Before the industrial revolution, people were much more active than today. Our present-day societies are designed to encourage sitting.

Cars, office jobs, drive-throughs, televisions, and computers afford us the opportunity to expend less energy to complete tasks. This is a far cry from the typical pre-industrial lifestyle of farming, hunting, doing manual labour, and walking from point A to B.

Research shows that sitting for prolonged periods is detrimental to human health (even when participating in some form of exercise regularly):

Sitting decreases non-exercise activity thermogenesis (NEAT), which is the energy (calories) the body expends while doing daily activities (excluding exercise, eating, and sleeping)

Bursts of NEAT throughout the day help the body to handle insulin and vitamin uptake, regulate hormones, and decrease inflammation

Without NEAT, the body cannot handle these processes effectively. Excessive sitting is also linked to osteoporosis, coronary heart disease, back pain, type 2 diabetes, various cancers, low moods and depression.

Due to lack of NEAT, sitting for prolonged periods may also contribute to weight gain, despite good eating and exercise habits.

Television viewing is one of the most time-consuming sedentary activities. Many of the negative effects of TV are as a result of sitting for too long.

The more TV people watch, the less time they have for other physical activities. Several studies show that TV viewing, in part due to its sedentary nature, negatively impacts metabolic health, is associated with weight gain, and an increased risk of developing diabetes.

Children are also at risk, and parents should exercise caution when it comes to how much television they allow. Research indicates that greater levels of TV exposure are linked to higher incidences of inactivity, obesity, sleeping difficulties, and aggression in toddlers and infants.

The American Academy of Pediatrics suggest that children under two should not be exposed to TV at all, and that parents should limit television time for children of all ages.

Electronic devices also emit bright light and radiation, which may have an adverse effect on health.

Staring at TV, computer, or e-reader screens for prolonged periods of time is linked to negative effects on eye health, and decreased sleep quality when used before bedtime.

Lastly, the excessive time spent indoors when using electronic devices also affects sleep negatively, as the sun plays a critical role in regulating the body’s natural circadian rhythms.

Of course, occasionally watching an episode of your favourite series, or going out to the cinemas with friends or family can serve as a fun way to relax and bond with others.

However, it is important to make sure that these types of activities do not form the bulk of your leisure time.

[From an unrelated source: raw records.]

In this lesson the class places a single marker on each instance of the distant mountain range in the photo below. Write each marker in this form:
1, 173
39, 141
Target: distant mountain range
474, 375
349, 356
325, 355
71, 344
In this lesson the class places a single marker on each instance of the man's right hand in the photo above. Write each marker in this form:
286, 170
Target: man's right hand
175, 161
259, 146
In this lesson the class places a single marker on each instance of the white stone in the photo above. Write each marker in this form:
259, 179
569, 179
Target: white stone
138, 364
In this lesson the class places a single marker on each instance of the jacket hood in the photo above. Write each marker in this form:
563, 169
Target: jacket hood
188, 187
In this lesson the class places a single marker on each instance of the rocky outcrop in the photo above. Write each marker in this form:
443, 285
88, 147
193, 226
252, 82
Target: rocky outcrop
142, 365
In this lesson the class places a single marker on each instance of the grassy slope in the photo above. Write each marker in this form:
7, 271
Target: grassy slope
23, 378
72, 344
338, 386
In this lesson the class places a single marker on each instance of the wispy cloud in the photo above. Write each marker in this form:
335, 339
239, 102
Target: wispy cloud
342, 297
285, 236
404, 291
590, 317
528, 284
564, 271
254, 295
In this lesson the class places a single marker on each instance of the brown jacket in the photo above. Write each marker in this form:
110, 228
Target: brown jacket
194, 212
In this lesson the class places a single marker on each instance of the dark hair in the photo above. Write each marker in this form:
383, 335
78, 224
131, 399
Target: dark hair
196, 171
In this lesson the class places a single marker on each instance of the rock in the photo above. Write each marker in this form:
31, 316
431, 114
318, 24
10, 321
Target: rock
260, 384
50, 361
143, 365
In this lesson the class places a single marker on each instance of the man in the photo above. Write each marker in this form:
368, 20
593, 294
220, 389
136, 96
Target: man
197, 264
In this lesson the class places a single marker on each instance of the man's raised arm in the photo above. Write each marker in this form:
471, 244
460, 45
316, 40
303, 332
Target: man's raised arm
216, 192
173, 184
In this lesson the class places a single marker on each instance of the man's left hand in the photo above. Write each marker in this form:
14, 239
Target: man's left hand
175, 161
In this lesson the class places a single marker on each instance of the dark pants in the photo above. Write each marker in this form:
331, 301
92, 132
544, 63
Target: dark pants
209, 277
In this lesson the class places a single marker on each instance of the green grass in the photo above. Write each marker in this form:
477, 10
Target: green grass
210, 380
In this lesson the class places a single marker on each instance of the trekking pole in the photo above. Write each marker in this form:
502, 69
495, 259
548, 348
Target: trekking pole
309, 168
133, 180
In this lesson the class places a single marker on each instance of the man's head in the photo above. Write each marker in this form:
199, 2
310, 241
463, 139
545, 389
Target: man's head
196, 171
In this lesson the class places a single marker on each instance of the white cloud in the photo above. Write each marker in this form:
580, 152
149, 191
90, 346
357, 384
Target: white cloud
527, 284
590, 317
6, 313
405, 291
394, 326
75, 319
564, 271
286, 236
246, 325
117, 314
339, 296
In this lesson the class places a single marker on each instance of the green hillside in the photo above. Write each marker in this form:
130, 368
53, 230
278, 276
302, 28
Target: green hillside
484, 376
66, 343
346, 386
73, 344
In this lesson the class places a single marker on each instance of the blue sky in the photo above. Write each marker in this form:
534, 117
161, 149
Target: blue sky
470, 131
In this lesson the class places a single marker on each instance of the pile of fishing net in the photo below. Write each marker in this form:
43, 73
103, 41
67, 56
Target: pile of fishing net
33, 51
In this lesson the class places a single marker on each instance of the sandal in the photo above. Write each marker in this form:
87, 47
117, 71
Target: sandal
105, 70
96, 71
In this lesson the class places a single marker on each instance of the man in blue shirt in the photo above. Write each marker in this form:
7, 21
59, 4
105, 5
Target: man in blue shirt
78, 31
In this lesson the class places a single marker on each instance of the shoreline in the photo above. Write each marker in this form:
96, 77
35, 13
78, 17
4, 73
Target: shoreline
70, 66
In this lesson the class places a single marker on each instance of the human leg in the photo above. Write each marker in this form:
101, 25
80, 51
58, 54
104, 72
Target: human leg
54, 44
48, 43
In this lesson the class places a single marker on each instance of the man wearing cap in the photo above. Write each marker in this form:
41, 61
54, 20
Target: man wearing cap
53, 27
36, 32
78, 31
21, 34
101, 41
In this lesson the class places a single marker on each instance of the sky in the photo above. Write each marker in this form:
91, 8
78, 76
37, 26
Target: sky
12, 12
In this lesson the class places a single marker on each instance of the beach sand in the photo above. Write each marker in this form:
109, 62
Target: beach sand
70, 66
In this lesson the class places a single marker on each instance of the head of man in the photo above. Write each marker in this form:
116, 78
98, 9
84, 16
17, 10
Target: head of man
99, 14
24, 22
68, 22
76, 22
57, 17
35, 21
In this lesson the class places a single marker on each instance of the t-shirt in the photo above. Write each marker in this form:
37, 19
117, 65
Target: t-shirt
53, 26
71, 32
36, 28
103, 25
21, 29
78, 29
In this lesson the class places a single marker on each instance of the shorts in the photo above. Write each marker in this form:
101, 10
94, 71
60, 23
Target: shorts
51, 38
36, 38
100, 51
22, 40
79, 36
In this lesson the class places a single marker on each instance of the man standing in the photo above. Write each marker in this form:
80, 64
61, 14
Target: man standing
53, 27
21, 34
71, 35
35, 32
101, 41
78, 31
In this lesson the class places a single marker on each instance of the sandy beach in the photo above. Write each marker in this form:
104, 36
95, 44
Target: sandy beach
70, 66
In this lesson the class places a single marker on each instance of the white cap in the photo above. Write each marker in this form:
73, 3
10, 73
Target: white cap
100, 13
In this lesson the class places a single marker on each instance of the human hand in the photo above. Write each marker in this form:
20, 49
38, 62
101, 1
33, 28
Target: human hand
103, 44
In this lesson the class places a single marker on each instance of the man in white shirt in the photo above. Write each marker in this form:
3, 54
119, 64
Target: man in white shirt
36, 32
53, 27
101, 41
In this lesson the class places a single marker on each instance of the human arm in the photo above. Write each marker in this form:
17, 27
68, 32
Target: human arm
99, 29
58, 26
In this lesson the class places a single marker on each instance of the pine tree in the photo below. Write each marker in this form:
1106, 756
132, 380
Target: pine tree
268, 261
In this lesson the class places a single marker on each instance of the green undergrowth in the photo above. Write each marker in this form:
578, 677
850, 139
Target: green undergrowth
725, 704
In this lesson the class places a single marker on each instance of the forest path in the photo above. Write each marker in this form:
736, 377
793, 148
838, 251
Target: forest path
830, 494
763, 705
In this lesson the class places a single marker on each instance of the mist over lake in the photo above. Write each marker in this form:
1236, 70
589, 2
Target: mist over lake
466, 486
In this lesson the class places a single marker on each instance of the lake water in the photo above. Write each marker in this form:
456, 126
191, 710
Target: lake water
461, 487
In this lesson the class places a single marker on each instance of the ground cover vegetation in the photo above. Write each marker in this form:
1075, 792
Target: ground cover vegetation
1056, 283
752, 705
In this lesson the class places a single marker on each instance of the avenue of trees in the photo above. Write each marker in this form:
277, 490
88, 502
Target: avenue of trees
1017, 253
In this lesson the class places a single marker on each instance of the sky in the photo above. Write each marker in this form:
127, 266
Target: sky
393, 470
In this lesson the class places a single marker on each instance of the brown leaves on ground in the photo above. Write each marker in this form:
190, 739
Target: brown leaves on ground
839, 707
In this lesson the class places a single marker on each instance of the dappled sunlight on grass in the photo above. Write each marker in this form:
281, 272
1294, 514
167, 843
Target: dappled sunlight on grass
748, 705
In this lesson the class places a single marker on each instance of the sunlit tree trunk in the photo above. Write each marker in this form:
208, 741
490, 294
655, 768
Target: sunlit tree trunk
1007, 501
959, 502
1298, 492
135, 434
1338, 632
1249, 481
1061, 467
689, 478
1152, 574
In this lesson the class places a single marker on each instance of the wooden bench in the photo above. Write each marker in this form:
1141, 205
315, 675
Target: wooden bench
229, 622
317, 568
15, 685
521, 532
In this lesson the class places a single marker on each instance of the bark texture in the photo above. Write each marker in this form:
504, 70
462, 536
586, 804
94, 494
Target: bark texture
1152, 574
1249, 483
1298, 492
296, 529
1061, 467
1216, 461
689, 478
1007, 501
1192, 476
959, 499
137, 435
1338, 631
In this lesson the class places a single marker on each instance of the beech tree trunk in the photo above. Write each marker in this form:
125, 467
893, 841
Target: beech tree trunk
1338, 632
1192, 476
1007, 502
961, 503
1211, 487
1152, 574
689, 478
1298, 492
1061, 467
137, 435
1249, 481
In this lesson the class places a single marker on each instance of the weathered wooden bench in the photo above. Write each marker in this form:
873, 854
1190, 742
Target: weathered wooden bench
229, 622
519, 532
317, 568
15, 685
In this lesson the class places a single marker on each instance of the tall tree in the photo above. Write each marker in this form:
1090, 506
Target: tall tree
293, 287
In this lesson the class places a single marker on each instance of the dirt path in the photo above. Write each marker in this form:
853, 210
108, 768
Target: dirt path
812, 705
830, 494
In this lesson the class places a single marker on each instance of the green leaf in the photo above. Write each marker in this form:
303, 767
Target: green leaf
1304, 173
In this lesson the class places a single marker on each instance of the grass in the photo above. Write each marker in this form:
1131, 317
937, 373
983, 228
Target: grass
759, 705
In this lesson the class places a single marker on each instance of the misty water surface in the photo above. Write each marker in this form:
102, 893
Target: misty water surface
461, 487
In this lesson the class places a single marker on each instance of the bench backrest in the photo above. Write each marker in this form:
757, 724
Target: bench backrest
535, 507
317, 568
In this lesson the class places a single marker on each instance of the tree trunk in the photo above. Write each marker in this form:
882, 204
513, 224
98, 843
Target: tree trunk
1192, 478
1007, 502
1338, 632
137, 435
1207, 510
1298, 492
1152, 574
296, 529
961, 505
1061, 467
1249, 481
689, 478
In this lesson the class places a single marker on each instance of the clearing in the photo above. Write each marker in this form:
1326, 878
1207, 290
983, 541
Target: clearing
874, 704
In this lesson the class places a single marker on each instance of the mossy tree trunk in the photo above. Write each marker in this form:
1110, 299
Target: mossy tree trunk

Here are some practical ways to make sure your whole family makes the most of these holidays:

Take advantage of the free time to take up a new sport or hobby.

Integrate physical activity and family bonding time. Take walks together, go hiking, play putt-putt, swim, and cook meals together.

Play boardgames together instead of spending time in front of the television screen.

Decide on designated “no technology” days for the whole family and take some time just to be together and connect.

Use the time to educate your children and give them new experiences – research the local attractions such as butterfly farms, bird sanctuaries, or aquariums in your area. Have fun and enjoy the holidays.